A need you can meet.
As I have told you, one of my many side effects of my mental health is that I get so attached. This isn’t to be confused with need attention, but merely affection and the craving to be around my support network. Sometimes when my world becomes dark I need people to numb the pain, help me understand that sometimes what I see or feel isn’t real and to talk me down from a high.
One issue I also have is the counter balance of this. I always feel like I can’t lean on people because of the fear of being a burden. This acts very harshly in line with the previous statement and makes life somewhat difficult.

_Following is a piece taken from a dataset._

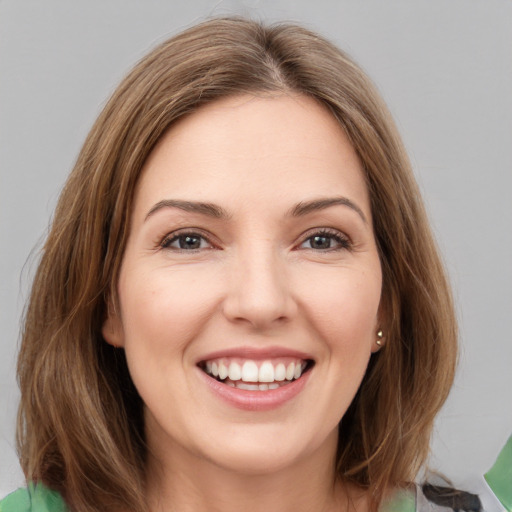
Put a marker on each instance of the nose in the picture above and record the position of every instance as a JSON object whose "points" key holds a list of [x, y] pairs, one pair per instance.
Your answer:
{"points": [[259, 292]]}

This one is very vague but what I’m trying to say is I need to feel the comfort of people and the way I can meet this need is to realise that I am not the problem that I believe I am.

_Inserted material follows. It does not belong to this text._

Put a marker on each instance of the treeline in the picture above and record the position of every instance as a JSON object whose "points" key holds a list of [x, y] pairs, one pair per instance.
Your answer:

It’s like if I spent hours or days talking to someone and that suddenly stops I feel awful. Obviously I know that people have their own lives and can’t spend all their time talking, I know that very well as I am the same. It’s just when something feels familiar and then it all of a sudden stops, that’s when my brain works overtime in wandering why. This is what I mean about the fact I don’t really crave attention, I am very comfortable in my own skin and company, I just don’t like sudden change when it comes to what’s closest to me.
I managed to deal with this need but slowly coming to terms with the fact that it’s not be that is the issue. It’s lifestyles and other outside factors. Life isn’t easy living with what I feel every day, but in slowly getting there and I’m proud of it.